Welcome to the Policy Brief. The purpose of this brief is to provide a resource for teacher education professionals, administrators and students from which teacher preparation, recruitment, retention and renewal programs and policies can be developed.

No Child Left Behind – Briefs pertaining to Accountability, Progress and Teacher Quality

The following briefs are intended to help educators better understand how NCLB is affecting schools, reshaping the education profession, and altering state and federal education policies. Many articles include disagreements with NCLB mandates or recommendations to modify certain NCLB standards. The choice of summaries is not an attempt to promote any particular position on issues or polarization of recommendations made by government and educational officials or contributors of the publications.

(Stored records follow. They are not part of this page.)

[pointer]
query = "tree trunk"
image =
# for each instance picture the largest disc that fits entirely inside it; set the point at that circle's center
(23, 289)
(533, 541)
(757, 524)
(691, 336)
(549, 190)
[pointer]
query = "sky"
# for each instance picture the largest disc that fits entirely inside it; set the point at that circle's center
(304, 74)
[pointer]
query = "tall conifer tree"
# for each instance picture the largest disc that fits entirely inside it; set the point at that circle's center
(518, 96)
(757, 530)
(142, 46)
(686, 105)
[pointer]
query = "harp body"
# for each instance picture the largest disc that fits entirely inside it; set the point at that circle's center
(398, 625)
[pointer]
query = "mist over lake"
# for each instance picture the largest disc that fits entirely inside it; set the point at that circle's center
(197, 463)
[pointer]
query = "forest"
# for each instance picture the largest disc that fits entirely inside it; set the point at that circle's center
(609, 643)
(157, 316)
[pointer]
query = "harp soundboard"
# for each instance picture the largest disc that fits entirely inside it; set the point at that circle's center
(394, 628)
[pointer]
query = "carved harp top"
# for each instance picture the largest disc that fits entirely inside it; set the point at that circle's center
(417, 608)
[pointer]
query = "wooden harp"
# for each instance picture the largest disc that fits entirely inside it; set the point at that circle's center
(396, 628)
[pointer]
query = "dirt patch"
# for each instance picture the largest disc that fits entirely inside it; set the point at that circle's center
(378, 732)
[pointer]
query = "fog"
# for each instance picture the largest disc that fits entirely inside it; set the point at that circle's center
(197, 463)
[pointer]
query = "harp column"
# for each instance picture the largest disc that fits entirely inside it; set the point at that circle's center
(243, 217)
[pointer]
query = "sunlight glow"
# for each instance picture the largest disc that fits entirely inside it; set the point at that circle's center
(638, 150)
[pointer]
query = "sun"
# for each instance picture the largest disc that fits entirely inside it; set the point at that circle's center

Costs of Education Slope Sharply Upward
(requires free sign-up to WashingtonPost.com)
Bush's fiscal 2006 proposed budget cuts education spending by about 1%. This substantially reduces 48 education programs while boosting funding for Pell Grants by 45% and adds $13.3 billion to the Title I program, but it also eliminates Carl D. Perkins Vocational and Technical Education Act funds for vocational/technical programs as well as some schools that focus on math and technology.

Diverse Schools Struggle with NCLB's Goals
Schools with large numbers of minority students generally have a more difficult time reaching NCLB's targets for adequate yearly progress than homogenous schools because they have more subgroups to measure—what some people have begun calling the "diversity penalty."

Proposed Budget Implications for Extending NCLB
Recent attention has focused on the 2006 fiscal year and the President’s intentions to extend NCLB into other areas of education. About $1.5 billion is slated to extend testing and accountability in high schools.

What Our High School Students Need
A great deal of attention has been focused recently on the demand to improve high schools. Although the President's attention is rightly focused, high-stakes testing is insufficient to solve the problems high schools face.

High-Stakes Testing and of Low-Achieving Students
Some students are motivated by high-stakes tests, but others appear to need the additional components of teacher support and a collective sense of learning. A study at the University of Chicago reports findings on motivation.

Poverty Schools: Effects of Testing Mandates
Teachers in high-poverty schools spend more time preparing students for state test programs such as those required by NCLB than teachers in low-poverty schools, according to a study by three experts. Teachers in schools with high poverty rates also tend to feel more pressure to raise test scores.

Meeting Literacy Goals Set by No Child Left Behind
A new RAND Corporation study released in December expressed deep doubts that students could reach NCLB's goal of proficiency in reading by 2014. The researchers noted that many children were not moving beyond basic decoding skills to fluency and comprehension.

NCSL Recommends 43 NCLB Revisions
The bipartisan National Conference of State Legislatures released a list of 43 specific recommendations on ways to make the No Child Left Behind Act more flexible. Suggested revisions include allowing states more leeway to use programs that worked well before NCLB was implemented, giving states enough money to meet the law's targets and developing multipronged assessment methods to replace the current one-size-fits-all model.

Challenges of NCLB Standards for Students with Special Needs
Parents and educators are frustrated that the performance of students with special needs on state assessments can result in their school's earning a failing label. Some administrators are starting to suggest that special-education centers at schools may have to be shut down to avoid exposing the district to potential sanctions.